My first thought when I read this was, "Why are these individuals wanting to start another organization when we already have the Somerset County Humane Society?" This long-standing agency is in desperate need for donations to complete an already standing building; improve the current animal housing facility; pay for personnel as support staff, walkers and cleaners; and cover the expenses of a myriad of other projects that need done around such a facility. My second thought was, "Even if this new organization raises the $200,000 for the building, how are they going to continue to pay the annual operating, maintenance, animal care and other expenses associated with an animal rescue facility?" And if this organization is unable to pay these long-term costs, the $200,000 that the public so generously donated will have been wasted and now someone has a building on their property paid for by donated dollars.

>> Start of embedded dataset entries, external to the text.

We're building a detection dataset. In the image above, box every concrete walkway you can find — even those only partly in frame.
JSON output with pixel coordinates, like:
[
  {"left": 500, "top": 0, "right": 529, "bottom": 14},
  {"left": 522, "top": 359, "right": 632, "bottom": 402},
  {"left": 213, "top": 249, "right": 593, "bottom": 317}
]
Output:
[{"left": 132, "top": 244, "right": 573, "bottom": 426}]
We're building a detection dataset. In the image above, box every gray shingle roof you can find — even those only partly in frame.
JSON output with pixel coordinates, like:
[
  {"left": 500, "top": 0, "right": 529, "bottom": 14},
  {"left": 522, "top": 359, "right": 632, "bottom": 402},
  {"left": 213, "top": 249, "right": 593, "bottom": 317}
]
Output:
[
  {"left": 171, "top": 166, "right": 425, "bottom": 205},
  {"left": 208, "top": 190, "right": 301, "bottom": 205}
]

As with all levels of government (national, state and local), there seems to be the belief on the part of some individuals that the public is a never-ending source of income for them to meet their interests and goals. You may have noticed during the past few years the number of service organizations (fire, police, ambulance) that have considered or even committed to combining their services in order to reduce costs and increase support to all areas under their jurisdiction. I, too, am a person who has great empathy and desire to help our furry friends who so desperately need our support, but I believe we need to combine our efforts.
In addition to the Somerset County Humane Society and this new organization, I am aware of at least one other organization that does animal rescue in Somerset County and there may be others. I do not know the inner workings or thinking of any of these organizations. However, my suggestion to all of them is to please start talking and working together, reach compromise on your differences (don't be like our Congress), pool your resources into one organization and in the process relieve some of the pressure on the public's billfolds and its volunteers. Do you not recognize how much better life would be for all our neglected furry friends if there was one very nice facility to house and care for them, a place for the veterinarians visiting the facility to provide care to them, areas for personnel to groom and train them and a large pool of human resources to drawn on to attend to them? Yes, in this instance "it takes a village."